Le 3e mémorandum contient surtout des attaques contre les travailleurs. La TVA passe de 13 % à 23 % pour une liste impressionnante de produits de consommation courante comme les préparations alimentaires pour enfants, le pain, le courant électrique et le gaz naturel, les produits pharmaceutiques, les tickets de métro et de bus, etc.

L’âge de la retraite est repoussé à 67 ans, le minimum vieillesse est amputé de 93 euros pour tomber à 390 euros par mois, la taxe d’habitation fraîchement créée lors d’un précédent mémorandum augmente, ainsi que les impôts sur les revenus des plus pauvres (depuis le deuxième mémorandum, un foyer grec est imposable à partir de 600 euros par mois). Un ménage endetté pourra voir réquisitionnée sa résidence principale (même si celle-ci n’est pas l’objet de l’endettement, les Grecs étant souvent propriétaires de leur logement de famille depuis des décennies). Les licenciements seront encore facilités, et il a été accordé un délai de trois mois aux syndicats pour renégocier chaque convention collective, délai à l’issue duquel celles-ci seront purement et simplement supprimées au profit du droit du travail brut.
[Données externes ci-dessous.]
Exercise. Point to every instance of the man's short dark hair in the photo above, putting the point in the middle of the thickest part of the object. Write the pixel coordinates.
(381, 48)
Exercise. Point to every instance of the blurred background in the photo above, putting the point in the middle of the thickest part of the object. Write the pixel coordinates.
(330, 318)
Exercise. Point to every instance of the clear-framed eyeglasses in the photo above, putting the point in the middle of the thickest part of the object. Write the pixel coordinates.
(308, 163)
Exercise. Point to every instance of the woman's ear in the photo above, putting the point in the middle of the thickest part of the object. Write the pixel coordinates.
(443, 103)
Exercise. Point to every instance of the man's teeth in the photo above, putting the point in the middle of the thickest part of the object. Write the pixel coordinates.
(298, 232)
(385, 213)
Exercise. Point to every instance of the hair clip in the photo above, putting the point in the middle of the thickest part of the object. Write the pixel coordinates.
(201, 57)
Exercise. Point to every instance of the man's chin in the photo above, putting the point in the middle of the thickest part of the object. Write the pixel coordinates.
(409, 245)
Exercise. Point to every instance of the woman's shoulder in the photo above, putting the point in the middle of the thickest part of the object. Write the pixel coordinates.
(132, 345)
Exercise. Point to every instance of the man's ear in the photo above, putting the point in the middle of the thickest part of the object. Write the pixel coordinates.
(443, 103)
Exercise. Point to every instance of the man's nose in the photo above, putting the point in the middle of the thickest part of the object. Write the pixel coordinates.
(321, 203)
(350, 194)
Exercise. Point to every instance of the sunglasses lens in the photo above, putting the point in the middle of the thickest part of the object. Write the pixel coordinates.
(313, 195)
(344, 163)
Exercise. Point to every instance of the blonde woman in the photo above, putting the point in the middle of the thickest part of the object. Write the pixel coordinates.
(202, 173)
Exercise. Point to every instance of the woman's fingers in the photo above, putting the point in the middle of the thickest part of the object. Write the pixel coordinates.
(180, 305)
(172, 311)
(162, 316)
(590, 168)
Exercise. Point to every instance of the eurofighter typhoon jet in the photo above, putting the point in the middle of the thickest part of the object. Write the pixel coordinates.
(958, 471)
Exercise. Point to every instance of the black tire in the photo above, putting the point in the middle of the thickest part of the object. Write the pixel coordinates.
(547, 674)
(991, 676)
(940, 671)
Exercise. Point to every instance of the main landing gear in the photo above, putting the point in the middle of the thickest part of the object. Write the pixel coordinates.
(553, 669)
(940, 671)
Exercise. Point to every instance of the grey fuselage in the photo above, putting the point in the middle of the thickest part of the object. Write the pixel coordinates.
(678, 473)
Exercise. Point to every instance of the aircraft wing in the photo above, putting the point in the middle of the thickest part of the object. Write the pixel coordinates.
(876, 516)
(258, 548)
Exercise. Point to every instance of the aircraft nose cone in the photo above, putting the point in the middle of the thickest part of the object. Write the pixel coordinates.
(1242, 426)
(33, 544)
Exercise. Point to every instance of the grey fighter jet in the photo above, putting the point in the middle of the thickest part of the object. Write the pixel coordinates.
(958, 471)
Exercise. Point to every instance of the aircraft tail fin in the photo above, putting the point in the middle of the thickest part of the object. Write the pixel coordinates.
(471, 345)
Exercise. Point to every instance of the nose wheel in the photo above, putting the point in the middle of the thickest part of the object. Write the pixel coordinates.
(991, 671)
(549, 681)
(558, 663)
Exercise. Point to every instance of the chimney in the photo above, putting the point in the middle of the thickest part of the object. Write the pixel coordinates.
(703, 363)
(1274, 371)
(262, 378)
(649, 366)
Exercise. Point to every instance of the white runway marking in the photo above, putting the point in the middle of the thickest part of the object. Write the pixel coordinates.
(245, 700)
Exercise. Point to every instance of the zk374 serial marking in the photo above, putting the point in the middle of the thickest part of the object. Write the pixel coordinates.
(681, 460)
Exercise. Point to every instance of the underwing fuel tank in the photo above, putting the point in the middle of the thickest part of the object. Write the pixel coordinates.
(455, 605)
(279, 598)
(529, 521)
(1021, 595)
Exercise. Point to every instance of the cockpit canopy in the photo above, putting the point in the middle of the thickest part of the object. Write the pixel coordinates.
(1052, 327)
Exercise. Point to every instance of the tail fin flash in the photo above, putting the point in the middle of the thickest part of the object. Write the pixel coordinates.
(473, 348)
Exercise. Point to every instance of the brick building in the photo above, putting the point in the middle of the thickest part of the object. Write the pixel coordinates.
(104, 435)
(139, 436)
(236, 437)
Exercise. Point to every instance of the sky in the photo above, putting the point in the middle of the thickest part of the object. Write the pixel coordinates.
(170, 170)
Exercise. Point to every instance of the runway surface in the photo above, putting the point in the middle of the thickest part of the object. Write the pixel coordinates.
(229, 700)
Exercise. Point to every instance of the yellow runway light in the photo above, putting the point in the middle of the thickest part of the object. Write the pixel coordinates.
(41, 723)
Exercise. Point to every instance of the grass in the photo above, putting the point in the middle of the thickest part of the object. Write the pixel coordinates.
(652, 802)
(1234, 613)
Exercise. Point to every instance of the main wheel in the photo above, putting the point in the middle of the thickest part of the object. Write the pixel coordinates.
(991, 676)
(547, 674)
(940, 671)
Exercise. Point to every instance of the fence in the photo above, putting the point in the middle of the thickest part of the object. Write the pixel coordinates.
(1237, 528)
Que cache l’« austérité » ?

On parle souvent d’austérité. On emploie aussi ce mot parce qu’il est passé dans le vocabulaire courant. Mais ce n’est pas vrai. Le budget de l’État grec n’a rien d’« austère » : des sommes faramineuses sont versées en intérêts aux banques, aux institutions et aux États créanciers ! C’est vrai ailleurs qu’en Grèce : en France par exemple, les subventions directes ou indirectes au patronat dépassent chaque année 100 milliards d’euros ! Ce qu’on appelle « austérité », c’est une politique au service du patronat, de la bourgeoisie en général, promue par les gouvernements pour réduire la part des travailleurs dans le revenu global au prétexte de la crise de la dette. D’ailleurs les attaques contre le Smic et les conventions collectives n’ont rien à voir avec le fait d’équilibrer le budget de l’État, bien au contraire.